Although living longer and healthier lives with modern treatment, people around the world with HIV suffer disproportionately from associated neurocognitive disorders as well as depression and substance use disorders.

Such disorders are more prevalent among HIV patients than associated physical ailments, with depression rates twice as common. In one sub-Saharan African study, 27 percent of HIV patients were drinking alcohol, three percent "hazardously," to the point of interference with their antiretroviral drug therapy for HIV. Worldwide, the occurrence of any of those disorders with HIV ranges from one-fifth to more than half of all patients — and is particularly higher in those most vulnerable, like older patients or those with advanced immunosuppression.

On Tuesday, an international team from the United States, Haiti, Uganda, and Tanzania released the first of a five-part policy report on improving HIV patient outcomes by integrating treatment for HIV and comorbid mental illnesses. The report was published in the online journal PLOS Medicine, with funding from the U.S. National Institute for Mental Health.

A variety of mechanisms link HIV with co-occurring mental illnesses, the report authors wrote, including the social conditions under which most patients live, with fears about employment and housing, food security, and social stigma. Many also fear being "outed" as HIV-positive. All of this in combination contributes to greater incidences of mental illnesses, exacerbating the physical symptoms of the disease.

Such disorders are in turn "associated with greater suffering, including poorer psychological adjustment to a chronic, progressive and life-threatening illness; lower quality of life; worse HIV treatment adherence and outcomes; and an increased likelihood of HIV transmission," the authors wrote.

On a more somatic level, HIV directly affects the central nervous system with increasing evidence of long-term cognitive problems that may not be helped by antiretrovirals, with additional risk too for contracting other infectious and non-infectious conditions exacerbating the condition of the central nervous system - including malaria, tuberculosis, and lymphomas.
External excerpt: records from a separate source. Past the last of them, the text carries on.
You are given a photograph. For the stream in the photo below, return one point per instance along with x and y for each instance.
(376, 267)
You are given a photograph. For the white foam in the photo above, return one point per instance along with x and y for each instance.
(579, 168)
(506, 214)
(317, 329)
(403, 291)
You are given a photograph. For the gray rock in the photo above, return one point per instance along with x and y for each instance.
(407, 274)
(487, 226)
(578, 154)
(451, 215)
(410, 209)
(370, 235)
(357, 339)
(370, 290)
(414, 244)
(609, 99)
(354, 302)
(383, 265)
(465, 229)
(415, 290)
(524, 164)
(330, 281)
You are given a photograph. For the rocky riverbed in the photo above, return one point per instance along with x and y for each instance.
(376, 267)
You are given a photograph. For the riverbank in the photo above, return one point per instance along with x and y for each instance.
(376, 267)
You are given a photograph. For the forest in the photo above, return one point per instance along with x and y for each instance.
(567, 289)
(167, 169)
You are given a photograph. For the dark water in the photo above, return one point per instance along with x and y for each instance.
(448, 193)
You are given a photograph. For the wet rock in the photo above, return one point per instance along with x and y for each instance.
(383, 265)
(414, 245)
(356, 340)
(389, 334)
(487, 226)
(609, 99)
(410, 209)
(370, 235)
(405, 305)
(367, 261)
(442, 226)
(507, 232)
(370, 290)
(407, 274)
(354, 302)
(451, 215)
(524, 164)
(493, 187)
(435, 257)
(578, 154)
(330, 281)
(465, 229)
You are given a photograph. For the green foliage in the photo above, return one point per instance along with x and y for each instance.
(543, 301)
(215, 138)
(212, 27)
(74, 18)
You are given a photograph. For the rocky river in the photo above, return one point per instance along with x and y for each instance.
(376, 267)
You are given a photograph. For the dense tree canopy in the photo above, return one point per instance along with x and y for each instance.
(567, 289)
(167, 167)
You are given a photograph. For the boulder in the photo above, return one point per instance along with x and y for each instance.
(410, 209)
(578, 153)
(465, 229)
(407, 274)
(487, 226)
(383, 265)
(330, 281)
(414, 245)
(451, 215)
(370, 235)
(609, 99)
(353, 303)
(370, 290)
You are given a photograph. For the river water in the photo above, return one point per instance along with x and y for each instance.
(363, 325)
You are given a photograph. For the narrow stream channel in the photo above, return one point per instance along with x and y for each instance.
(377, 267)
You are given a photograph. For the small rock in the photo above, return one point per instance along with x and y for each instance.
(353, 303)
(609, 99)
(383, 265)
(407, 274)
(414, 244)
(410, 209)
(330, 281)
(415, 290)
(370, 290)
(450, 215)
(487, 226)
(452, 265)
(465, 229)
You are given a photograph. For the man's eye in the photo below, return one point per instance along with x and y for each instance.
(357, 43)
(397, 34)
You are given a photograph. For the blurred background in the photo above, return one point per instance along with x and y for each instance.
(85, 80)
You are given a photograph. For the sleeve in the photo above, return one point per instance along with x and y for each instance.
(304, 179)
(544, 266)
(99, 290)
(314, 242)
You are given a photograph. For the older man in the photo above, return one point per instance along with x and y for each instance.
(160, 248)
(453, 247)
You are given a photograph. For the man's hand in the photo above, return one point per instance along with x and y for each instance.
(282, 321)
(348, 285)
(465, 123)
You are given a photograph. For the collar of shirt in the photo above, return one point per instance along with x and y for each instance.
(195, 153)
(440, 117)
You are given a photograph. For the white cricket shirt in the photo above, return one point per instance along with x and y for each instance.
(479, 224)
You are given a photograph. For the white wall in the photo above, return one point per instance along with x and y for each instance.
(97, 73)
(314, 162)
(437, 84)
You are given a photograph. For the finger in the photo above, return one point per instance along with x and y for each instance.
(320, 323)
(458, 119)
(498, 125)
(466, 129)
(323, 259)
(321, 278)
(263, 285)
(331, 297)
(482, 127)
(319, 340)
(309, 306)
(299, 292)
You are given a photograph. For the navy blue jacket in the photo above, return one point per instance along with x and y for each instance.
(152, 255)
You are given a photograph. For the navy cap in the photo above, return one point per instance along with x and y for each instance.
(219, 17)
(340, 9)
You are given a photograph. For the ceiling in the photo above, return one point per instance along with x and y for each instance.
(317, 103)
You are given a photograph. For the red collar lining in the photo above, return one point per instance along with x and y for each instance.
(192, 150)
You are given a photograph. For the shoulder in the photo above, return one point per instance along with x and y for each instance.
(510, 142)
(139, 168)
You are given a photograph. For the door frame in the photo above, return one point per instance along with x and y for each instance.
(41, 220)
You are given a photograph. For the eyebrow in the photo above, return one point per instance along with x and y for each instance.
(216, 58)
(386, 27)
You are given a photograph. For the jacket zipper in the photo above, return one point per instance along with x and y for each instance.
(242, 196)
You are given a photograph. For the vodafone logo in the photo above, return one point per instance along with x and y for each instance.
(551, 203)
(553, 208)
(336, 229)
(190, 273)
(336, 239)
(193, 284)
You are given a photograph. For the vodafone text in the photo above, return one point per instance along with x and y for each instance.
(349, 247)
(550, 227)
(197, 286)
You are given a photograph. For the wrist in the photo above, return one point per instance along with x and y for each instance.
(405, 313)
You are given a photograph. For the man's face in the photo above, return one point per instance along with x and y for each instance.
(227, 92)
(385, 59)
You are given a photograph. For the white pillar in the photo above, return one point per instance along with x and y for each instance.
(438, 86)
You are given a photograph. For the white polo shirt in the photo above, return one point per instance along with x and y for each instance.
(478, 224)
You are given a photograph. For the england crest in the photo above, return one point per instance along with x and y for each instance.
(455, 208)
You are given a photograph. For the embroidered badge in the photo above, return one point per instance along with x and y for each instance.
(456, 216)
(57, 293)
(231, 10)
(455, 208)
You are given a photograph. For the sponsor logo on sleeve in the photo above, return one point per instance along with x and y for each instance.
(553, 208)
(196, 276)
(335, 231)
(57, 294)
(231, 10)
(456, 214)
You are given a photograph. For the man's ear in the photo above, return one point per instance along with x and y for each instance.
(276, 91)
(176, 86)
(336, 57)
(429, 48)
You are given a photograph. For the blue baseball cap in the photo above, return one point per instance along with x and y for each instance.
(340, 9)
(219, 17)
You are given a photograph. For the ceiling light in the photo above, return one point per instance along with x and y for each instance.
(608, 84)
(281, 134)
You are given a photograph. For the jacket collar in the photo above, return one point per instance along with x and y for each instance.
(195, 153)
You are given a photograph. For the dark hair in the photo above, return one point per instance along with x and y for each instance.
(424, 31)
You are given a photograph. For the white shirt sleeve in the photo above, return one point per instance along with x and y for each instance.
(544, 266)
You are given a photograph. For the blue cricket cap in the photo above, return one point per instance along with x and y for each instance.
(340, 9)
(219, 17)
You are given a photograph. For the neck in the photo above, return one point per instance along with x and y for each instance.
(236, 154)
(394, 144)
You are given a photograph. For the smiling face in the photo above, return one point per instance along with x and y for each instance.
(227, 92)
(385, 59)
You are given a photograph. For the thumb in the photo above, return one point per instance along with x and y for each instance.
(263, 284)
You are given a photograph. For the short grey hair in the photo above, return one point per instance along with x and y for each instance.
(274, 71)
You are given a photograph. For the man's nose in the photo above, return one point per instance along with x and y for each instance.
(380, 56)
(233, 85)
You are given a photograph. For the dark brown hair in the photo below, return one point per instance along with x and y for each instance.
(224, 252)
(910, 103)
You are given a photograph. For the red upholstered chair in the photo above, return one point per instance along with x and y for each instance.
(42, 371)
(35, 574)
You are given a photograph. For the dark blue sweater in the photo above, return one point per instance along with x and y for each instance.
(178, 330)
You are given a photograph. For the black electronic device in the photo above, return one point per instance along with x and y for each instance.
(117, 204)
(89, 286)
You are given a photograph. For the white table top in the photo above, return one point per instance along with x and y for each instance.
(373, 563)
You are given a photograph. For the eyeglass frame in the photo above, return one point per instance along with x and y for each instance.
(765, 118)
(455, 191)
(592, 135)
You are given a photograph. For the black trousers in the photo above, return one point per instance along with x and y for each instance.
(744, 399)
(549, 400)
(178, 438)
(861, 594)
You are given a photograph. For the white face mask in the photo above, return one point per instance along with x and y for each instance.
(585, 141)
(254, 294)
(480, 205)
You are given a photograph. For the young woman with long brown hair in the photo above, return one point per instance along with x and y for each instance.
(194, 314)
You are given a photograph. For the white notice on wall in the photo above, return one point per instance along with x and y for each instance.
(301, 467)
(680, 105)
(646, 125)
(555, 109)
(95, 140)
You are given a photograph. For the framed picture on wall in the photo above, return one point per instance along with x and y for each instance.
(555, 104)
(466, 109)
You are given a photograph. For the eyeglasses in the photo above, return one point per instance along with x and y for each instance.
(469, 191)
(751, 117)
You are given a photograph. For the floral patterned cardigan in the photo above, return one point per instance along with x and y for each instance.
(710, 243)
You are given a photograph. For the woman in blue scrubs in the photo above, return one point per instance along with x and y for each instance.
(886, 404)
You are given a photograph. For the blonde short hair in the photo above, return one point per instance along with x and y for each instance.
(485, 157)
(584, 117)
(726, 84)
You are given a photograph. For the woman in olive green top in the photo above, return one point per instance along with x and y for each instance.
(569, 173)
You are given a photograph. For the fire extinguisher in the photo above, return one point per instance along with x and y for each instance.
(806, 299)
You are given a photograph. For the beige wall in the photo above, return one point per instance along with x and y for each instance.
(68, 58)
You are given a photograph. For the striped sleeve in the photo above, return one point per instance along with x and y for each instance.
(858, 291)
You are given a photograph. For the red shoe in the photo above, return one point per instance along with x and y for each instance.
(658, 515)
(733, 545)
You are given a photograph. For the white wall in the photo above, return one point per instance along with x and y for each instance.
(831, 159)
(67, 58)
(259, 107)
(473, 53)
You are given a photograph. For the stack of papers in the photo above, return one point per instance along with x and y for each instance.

The merry-go-round of HIV and comorbid conditions is well-supported by the scientific literature but missing is good clinical data on implementing programs to integrate the two modes of care, the authors wrote, particularly in clinical settings intended solely for the treatment of the HIV epidemic. While standardized HIV treatment regimens have greatly helped patients in low- to middle-income countries around the world, the report authors see significant potential in treating such ailments as depression and alcohol abuse disorder, too.

However, one of the more promising areas for improvement would be in the mitigation of impairment to functionality of the central nervous system, with the earlier use of antiretrovirals in treatment. The report authors cautioned that although the drug therapy has been shown to arrest such neurocognitive impairment, children with HIV may not achieve the same development as others.

For the treatment of psychological disorders co-occurring with HIV, proven therapies have been studied in both rich and poor countries, with varying results. Interventions for alcohol abuse disorder, for example, help greatly for patients with access to such services, with problem drinkers dying at rates 23 to 26 percent less.

"These improvements are modest but notable relative to their cots and potential widespread availability," the authors wrote. Moreover, "integrating [screenings and brief therapeutic interventions] into HIV care also provides an opportunity for assessing incremental benefits in HIV treatment outcomes due to improvements in [drug therapy treatment] adherence, fewer opportunistic infections, and fewer HIV risk behaviors as problem drinking decreases."

The case for integrating mental health care into generalized medicine is supported by a number of good studies, the authors wrote, and may be extremely practical given the commonality between the two modes of disease. "In some cases, onset of a mental disorder, such as abrupt changes in mood may be the first sign of a new or worsening medical problem," they wrote. "The ability to conduct a thoughtful, comprehensive evaluation that includes mental health may lead to more rapid and appropriate treatment for both the mental health and somatic problems."

And perhaps most important in many areas of the world, the integration of HIV care with mental health illness may increase the effectiveness of treatment for patients in poor countries, where often people miss even free mental health treatments due to lack of resources like bus fare.

The open-access report is available online.